Riyadhus Shalihin “Larangan Berbuat Aniaya” (Ust. Achmad Sukron)

Artikel

Hadist ke 15 dari bab larangan berbuat aniaya ini sungguh sangat menakjubkan. Hadist yang diriwayatkan oleh Imam Muslim dari Abu qotadah bin Rib’i ,Rosulullah pernah mengatakan “Bahwa sebaik-sebaik amal adalah jihad dan iman. Apabila terbunuh maka dosa-dosanya akan diampuni selama tabah, hanya mengharap ridho Allah dan bersemangat kecuali hutang”. Dari hadist ini jelas bahwa jihad dan iman adalah perkara yang sungguh agung. Saking agungnya ketika ada panggilan jihad, maka seorang mukmin harus segera memenuhi panggilan tersebut. ada kisah luar biasa dari sahabat Anas Bin Nadhor. Saat ia masa keindahan sebagai pengantin baru, esok hari menjelang subuh ada panggilan jihad. Sebagai seorang mukmin ia bergegas pergi tanpa melakukan mandi besar. Dengan izin Allah ia syahid dan mendapat sekitar 80 sayatan pedang hingga ia tidak dikenali. Akan tetapi luar biasanya disekitar jenazahnya terdapat genangan air yang itu adalah air yang digunakan malaikat untuk memandikannya.selain membahas begitu agungnya jihad, dalam hadist ini dikatakan bahwa salah satu penghambat diampuninya dosa seorang syahid adalah hutang. Dari sini bisa diambil pelajaran tentang pentingnya hutang yang akhir-akhir ini seolah disepelekan banyak orang. hutang yang tidak dilunasi padahal ia mampu ini adalah sebuah kedzoliman. Saking pentingnya masalah ini ketika seorang meninggal dunia masih meninggalkan kewajiban atau hutang kepada orang lain, maka ahli warisnya wajib melunasi.

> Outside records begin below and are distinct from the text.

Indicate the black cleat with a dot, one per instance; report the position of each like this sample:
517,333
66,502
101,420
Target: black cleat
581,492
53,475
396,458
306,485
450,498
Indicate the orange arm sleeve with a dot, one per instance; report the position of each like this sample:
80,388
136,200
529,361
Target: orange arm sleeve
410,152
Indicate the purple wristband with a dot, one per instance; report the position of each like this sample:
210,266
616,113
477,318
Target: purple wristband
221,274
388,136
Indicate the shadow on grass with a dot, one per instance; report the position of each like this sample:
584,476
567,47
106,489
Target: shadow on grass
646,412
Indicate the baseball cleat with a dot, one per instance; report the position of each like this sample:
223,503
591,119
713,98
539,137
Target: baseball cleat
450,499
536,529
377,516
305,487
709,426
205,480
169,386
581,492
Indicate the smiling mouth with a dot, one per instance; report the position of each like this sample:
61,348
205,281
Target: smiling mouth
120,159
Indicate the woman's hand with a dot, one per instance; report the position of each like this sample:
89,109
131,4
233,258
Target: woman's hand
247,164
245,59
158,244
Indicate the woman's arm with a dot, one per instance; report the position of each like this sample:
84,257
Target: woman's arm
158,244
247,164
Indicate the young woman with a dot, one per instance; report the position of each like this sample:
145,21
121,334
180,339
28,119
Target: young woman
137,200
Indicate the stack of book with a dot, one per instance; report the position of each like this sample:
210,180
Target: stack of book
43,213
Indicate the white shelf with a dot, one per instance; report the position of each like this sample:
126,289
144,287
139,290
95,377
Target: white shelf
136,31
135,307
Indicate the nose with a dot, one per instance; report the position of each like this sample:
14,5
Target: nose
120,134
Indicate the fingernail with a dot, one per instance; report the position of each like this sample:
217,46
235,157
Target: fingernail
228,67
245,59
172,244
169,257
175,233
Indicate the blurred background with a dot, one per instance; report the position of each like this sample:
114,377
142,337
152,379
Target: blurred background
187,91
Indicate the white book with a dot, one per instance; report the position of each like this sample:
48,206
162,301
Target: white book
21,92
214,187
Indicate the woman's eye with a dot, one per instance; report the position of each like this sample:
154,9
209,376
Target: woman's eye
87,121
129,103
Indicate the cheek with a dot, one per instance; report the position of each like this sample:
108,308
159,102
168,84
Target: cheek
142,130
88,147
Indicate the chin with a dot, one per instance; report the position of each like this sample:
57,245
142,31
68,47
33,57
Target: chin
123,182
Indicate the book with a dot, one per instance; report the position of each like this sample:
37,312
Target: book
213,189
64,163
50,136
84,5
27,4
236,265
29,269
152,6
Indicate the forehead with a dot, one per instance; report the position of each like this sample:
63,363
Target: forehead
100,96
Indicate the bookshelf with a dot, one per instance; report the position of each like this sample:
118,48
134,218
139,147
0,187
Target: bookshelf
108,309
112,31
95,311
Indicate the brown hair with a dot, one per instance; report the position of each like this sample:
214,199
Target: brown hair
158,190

Masih dalam bab larangan berbuat dzalim, dihadist ke 16 Imam Muslim meriwayatkan sebuah hadist dari abu horoiroh bahwa Rosulullah pernah berpesan “bahwa orang yang bangkrut adalah mereka yang pada hari kiamat kelak membawa pahala sholat, zakat, puasa akan tetapi dia suka mencaci maki, menuduh, memakan harta orang lain, menumpahkan darah dan memukul orang lain”. Maka kebaikan-kebaikan yang dia lakukan akan digunakan untuk membayar segala kedholiman yang ia lakukan, ini sebuah peringatan besar bahwa tak boleh sama sekali kita merasa suci yang darinya membuat manusia berbuat dzolim kepada orang lain.

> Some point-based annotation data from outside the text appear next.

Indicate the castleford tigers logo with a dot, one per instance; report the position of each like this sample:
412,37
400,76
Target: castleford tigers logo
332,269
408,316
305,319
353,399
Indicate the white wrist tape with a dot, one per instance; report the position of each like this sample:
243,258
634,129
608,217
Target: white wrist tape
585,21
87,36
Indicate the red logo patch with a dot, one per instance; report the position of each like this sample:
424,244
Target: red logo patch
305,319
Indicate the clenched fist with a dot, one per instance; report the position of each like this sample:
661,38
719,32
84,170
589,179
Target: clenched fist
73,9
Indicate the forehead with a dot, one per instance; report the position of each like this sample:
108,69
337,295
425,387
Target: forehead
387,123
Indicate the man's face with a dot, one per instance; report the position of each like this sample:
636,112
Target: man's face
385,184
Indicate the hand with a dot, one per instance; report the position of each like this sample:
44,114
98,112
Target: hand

Ada tiga sumber kedzoliman yang harus senantiasa harus diwaspadai, Pertama adalah lisan, fisik, dan memakan harta orang lain. Dihadist ke 17 yang diriwayatkan oleh Imam Muslim dari Ummu Salamah bahwa kedholiman itu bisa berasal dari kesalahan memberikan solusi, dimana solusi yang diberikan ternyata mendzolimi kebenaran. Rosulullah sudah mengingatkan bahwa beliau hanya manusia biasa yang untuk masalah dunia mungkin ada hal yang tidak beliau kuasai. Hal ini menunjukkan kepada kita bahwa jangan sok bisa atau dalam istilah jawa “ojo dadi raden mas ngabehi”.

Di hadist ke 18 yang diriwayatkan oleh Imam Bukhari dari Ibnu Umar mengandung hikmah bahwa pembunuhan itu adalah sebuah peristiwa yang sangat besar ancamannya. Maka dihadist ini Rosulullah berpesan bahwa “Selama kita tidak melakukan pembunuhan terhadap yang diharamkan, manusia akan senantiasa dalam kelapangan dalam beragama”.

Pembahasan tentang larangan berbuat aniaya ini ditutup dengan hadist ke 19 yang diriwayatkan oleh Imam  Bukhari dari Khaulah binti Tsamir. Bahwa kedholiman itu bisa berasal dari menyalahgunakan harta Allah di baitul mal. Salah satu kedholiman disini adalah tidak trasnparan dalam menggunakan harta di baitul mal. Delapan asnaf yang telah ditetapkan sebagai pihak yang berhak menerima harus mendapat porsi yang seimbang dalam pembagiannya.